By Sanjay Raman Sinha
The constitutional dilemma at the intersection of affirmative action and the right to freedom of religion resurfaced sharply recently after the Allahabad High Court directed all district magistrates in Uttar Pradesh to identify cases in which individuals who converted from Hinduism to other religions were still using Scheduled Caste (SC) or related caste certificates.
This order—passed in Jitendra Sahani vs State of UP—asked whether a person who has embraced Christianity can legitimately claim benefits tied to their former Hindu caste identity. Justice Praveen Kumar Giri instructed district authorities to report all such cases to the state within four months “so that such fraud on the Constitution may not occur.” The Union cabinet secretary and the UP chief secretary were also asked to review the matter.
Central to the ruling is the High Court’s reaffirmation that caste-based disabilities do not exist within the Christian faith, and therefore SC classification—which is linked to the social oppression associated with Hindu caste hierarchy—gets extinguished upon conversion.
The case concerns a Hindu-born individual who became a Christian priest, but continued to describe himself as Hindu in official affidavits. He also faces an FIR for allegedly denigrating Hindu deities during preaching, triggering a law-and-order concern.
The High Court relied heavily on the Constitution (Scheduled Castes) Order, 1950, which specifies that SC status applies only to individuals professing Hinduism, Sikhism, or Buddhism. This exclusion of converts to Christianity and Islam has long been contentious.
The term “fraud on the Constitution”, central to this debate, was articulated earlier in C Selvarani vs Special Secretary (2024), where the Supreme Court held that a person who converts to Christianity ceases to belong to their original caste. Claiming reservation benefits while professing a different faith, the Court observed, violates the constitutional ethos.
The legal argument traces its roots to multiple precedents:
In S Rajagopal vs CM Armugam (1969), the Supreme Court acknowledged that caste-linked backwardness could persist after conversion, but required proof.

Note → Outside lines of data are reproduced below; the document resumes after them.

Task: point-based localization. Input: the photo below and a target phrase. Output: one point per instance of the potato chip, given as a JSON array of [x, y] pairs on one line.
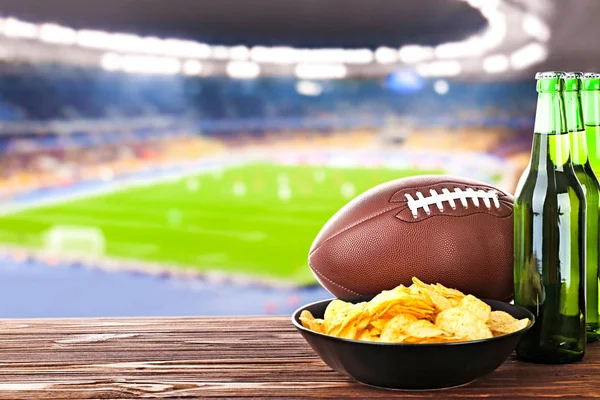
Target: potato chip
[[420, 313], [462, 323], [501, 323], [476, 306], [396, 327], [424, 329], [310, 322]]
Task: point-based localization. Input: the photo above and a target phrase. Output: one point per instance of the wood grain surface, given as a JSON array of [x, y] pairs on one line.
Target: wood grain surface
[[256, 357]]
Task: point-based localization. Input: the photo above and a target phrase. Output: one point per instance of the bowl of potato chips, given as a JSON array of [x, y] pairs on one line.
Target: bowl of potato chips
[[424, 336]]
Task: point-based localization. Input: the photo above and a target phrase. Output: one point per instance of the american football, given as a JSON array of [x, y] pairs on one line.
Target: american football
[[444, 229]]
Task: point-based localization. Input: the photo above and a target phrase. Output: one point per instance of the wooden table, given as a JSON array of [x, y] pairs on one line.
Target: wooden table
[[222, 357]]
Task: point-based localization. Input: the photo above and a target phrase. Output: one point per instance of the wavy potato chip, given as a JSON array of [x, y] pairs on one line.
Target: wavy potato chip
[[310, 322], [420, 313], [501, 323], [462, 323], [476, 306]]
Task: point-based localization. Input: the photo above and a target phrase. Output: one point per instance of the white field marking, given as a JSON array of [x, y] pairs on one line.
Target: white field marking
[[190, 215], [239, 189], [108, 189], [283, 179], [134, 248], [193, 185], [319, 176], [348, 190], [79, 219], [284, 193]]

In Kailash Sonkar vs Maya Devi (1984), the Supreme Court formulated the Doctrine of Eclipse, holding that caste identity is suspended post-conversion and revived only upon genuine reconversion accepted by the caste community.
The Selvarani ruling synthesizes these principles, and the High Court’s recent order derives strength from this consolidated jurisprudence.
THE BALAKRISHNAN COMMITTEE FACTOR
In 2022, the Union government appointed a three-member high-level commission led by former CJI KG Balakrishnan to examine whether SC status should be extended to Dalit converts to Christianity and Islam. While speaking to India Legal, Justice Balakrishnan said: “The report will come within three-four months. We are taking the viewpoints of all the people, and the ground reports. We are considering all facets of the issue. We have visited four-five states. We will be visiting Andhra Pradesh and Tamil Nadu shortly. Rest is finished. We are reviewing the 1950 order. That is what the Union government wants. The issue is based on untouchability. There are elements of this untouchability in other Muslim communities. That is what they say. We have to consider it.”
The government, however, opposes extending SC status to converts, arguing:
Untouchability does not formally exist in Christianity and Islam.
These faiths have “foreign origins”.
Extending reservation would “dilute” existing benefits and disadvantage those still directly impacted by untouchability.
This stance contrasts sharply with the 2007 Ranganath Misra Commission, which recommended de-linking SC status from religion altogether—a report the current government has rejected as flawed.
A CONSTITUTIONAL COLLISION
The debate ultimately pits two powerful constitutional commitments against each other:
Equality and Non-Discrimination (Articles 14 and 15), versus Reservation for SCs (Articles 341 and 16(4)).
Proponents of extending SC status argue that the 1950 religious bar itself is discriminatory, noting that caste-linked social exclusion continues even after conversion. The High Court ruling, however, asserts that misuse of caste certificates represents a manipulation of the reservation framework.
With the challenge to the 1950 Order pending before the Supreme Court and the Balakrishnan Committee’s report due soon, the political temperature is set to rise—especially in states with significant Dalit Christian or Dalit Muslim populations such as Kerala, Tamil Nadu, Andhra Pradesh, Odisha, Gujarat, Bihar and Uttar Pradesh.
How the government navigates the issue will shape both policy and politics for years to come.